The robot particles closer to the light are designed to start their volume pulsing cycle earlier, and this creates a motion wave throughout the cluster that drives the cluster towards the light. Although the individual robot particles cannot move independently, but only shrink or swell, the light stimulus creates a global motion.[4] This was verified experimentally with a group of up to two dozen robots, and more complex motions were investigated in computer simulations of up to 100,000 robots.[3] Transport of objects was also realized.[3]

Figure caption

A computer simulation of barrier penetration by an assemblage of many robotic particles. The mass of particles streams through a small opening in a barrier. (Still images from a Columbia University YouTube Video by Richa Batra, Shuguang Li, Jane Nisselson, Kyle Parsons/Columbia Engineering.)

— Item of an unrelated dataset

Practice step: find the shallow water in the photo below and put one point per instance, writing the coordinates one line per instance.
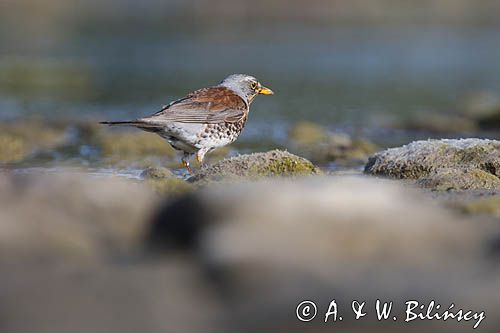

Says principal investigator, Hod Lipson, a professor of mechanical engineering at Columbia University,
"You can think of our new robot as the proverbial 'Gray Goo'... "Our robot has no single point of failure and no centralized control. It's still fairly primitive, but now we know that this fundamental robot paradigm is actually possible. We think it may even explain how groups of cells can move together, even though individual cells cannot... We've been trying to fundamentally rethink our approach to robotics, to discover if there is a way to make robots differently... Not just make a robot look like a biological creature but actually construct it like a biological system, to create something that is vast in complexity and abilities yet composed of fundamentally simple parts."[4]

Such a system is robust against the failure of individual components. This was demonstrated also in simulations of obstacle avoidance and object transport with hundreds and thousands of particles.[4] The particle robot collective maintained roughly half its speed when as many as 20% of its members were dormant.[4] Says Lipson, "We think it will be possible one day to make these kinds of robots from millions of tiny particles, like microbeads that respond to sound or light or chemical gradient... Such robots could be used to do things like clean up areas or explore unknown terrains/structures."[4] This research was supported by the Defense Advanced Research Projects Agency and the National Science Foundation.

References:

  1. Jack Lynch, "A Guide to Eighteenth-Century English Vocabulary," Rutgers University Website, April 14, 2006.
  2. Samuel Johnson, "A dictionary of the English language, 1785, archive.org.
  3. Shuguang Li, Richa Batra, David Brown, Hyun-Dong Chang, Nikhil Ranganathan, Chuck Hoberman, Daniela Rus, and Hod Lipson, "Particle robotics based on statistical mechanics of loosely-coupled components," Nature, vol. 567 (March 20, 2019), pp. 361-365, https://doi.org/10.1038/s41586-019-1022-9.
  4. Holly Evarts, "Robotic 'Gray Goo'," Columbia University Press Release, March 20, 2019.
  5. Particle Robotics: Based on Statistical Mechanics of Loosely Coupled Components, YouTube Video by Richa Batra, Shuguang Li, Jane Nisselson, Kyle Parsons/Columbia Engineering. Also available here.